What to do when it's too wet

KEN FIDLIN, SUN MEDIA

, Last Updated: 9:48 AM ET

OAKVILLE -- Whether you're playing a two-dollar game with your sand-bagging buddies or competing in the Canadian Open, nothing ruins a good day of golf like a rain delay.

And if you're out with your friends and the skies open up, you can just bag the rest of the round. In the Canadian Open? Not so much.

"You just find a good chair and sit back," said Retief Goosen, who looks and acts like a guy who doesn't have to be pushed too hard to kick back and relax.

And that's what he did yesterday for about seven and a half hours, between his last putt on the 12th green and his booming tee shot on 13.

"Thirteen hours from tee-off to finish," said Goosen. "It's been a long day.

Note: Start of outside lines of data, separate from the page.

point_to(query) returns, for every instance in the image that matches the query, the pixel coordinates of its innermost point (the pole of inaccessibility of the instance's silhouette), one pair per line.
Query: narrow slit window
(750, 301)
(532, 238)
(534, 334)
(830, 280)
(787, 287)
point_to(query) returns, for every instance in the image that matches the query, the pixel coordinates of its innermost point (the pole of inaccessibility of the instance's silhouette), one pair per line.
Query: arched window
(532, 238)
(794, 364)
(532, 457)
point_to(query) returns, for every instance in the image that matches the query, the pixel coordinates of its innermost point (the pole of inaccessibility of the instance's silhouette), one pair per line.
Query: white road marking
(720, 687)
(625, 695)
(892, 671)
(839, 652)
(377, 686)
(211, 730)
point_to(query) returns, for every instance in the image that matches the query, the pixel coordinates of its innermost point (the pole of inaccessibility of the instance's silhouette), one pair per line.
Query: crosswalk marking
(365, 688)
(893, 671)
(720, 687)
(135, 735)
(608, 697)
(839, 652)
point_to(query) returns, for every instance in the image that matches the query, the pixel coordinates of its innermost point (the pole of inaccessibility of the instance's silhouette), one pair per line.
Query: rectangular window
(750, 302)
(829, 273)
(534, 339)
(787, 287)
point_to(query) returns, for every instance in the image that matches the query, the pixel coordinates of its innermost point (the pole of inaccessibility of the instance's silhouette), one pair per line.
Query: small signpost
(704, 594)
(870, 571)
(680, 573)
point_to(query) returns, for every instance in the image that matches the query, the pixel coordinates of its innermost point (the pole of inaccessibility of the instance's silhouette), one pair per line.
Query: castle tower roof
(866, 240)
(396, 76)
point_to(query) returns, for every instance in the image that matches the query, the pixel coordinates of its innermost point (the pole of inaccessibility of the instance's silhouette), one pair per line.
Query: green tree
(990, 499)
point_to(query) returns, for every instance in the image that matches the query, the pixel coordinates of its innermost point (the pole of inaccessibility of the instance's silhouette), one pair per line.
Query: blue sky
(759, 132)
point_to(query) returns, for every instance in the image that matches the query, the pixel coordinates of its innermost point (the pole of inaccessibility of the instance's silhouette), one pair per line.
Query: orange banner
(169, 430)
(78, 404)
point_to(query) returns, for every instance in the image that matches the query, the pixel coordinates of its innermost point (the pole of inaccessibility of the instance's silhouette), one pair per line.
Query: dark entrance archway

I've been up since 4:30 (a.m.), with jet lag."

He survived none the worse for wear, with a round of seven-under-par 65, his re-start energized by an eagle at the 13th.

In contrast to Goosen, Mike Weir didn't fare so well. At one point after the rain delay, he caught lightning in a bottle for a few holes and sat at four-under-par with seven holes remaining. Unfortunately, he couldn't bring it home, cursed by three bogeys in his final seven holes to finish with a 71.

"It was kind of like the U.S. Open: Hard to get any rhythm out there," Weir said.

"It was tricky, not what we wanted for this event. It's playing soft and it's kind of a dart show and that's too bad because the course was in really peak condition (before the rains)."

Weir found it a bit taxing to fill the hours between shots.

"I had a tough time finding my rhythm for some reason," he said. "Maybe it was all the waiting around, getting warmed up, then pushed back another hour. We're creatures of habit a lot of the time, so maybe that was part of it."

Like Goosen, Scott Verplank seems a laid-back kind of guy who lets the day come to him rather than the other way around.

"Obviously, the seven-and-a-half hours, you don't have your mind on golf," he said.

"You try not to. You just sit around, go to the (fitness) trailer a couple of times, stretch. I saw a lot of guys working out. I ate two or three meals, which everybody did.

"If you play out here long enough, you're going to have some days like this so you figure out what to do and just go with it."

What do you do with a bunch of lemons? Why, you make lemonade.

"You know, I felt a little shaky with the putter (in the morning) on the first three holes where I had decent looks at birdie," Verplank said. "Then I got two or three hours of putting on the putting green and kind of got it worked out."

CAUGHT FIRE

Joe Durant also caught fire after the break and his 65 included a hole-in-one at the seventh, 147 yards over a pond.

"It's been a long time since I made one," he said. "Gosh, six or seven years ago probably. I was a little stunned. I hit a good shot. It was going to be close, but for it to go in involves a little luck, too."

At least guys such as Weir and Goosen and Durant got a chance to play yesterday. Pity the one-third of the field that didn't even get to hit a shot that counted. As long as the rains stay away today, many of them will get their fill today, playing perhaps as many as 36 holes.

It's all about luck.

"I'll probably not tee off until 6:30 (tonight)," Weir said. "If it's a good day, those guys will have a nice advantage."

And that's what it all comes down to, doesn't it? Turning a lousy break into an opportunity.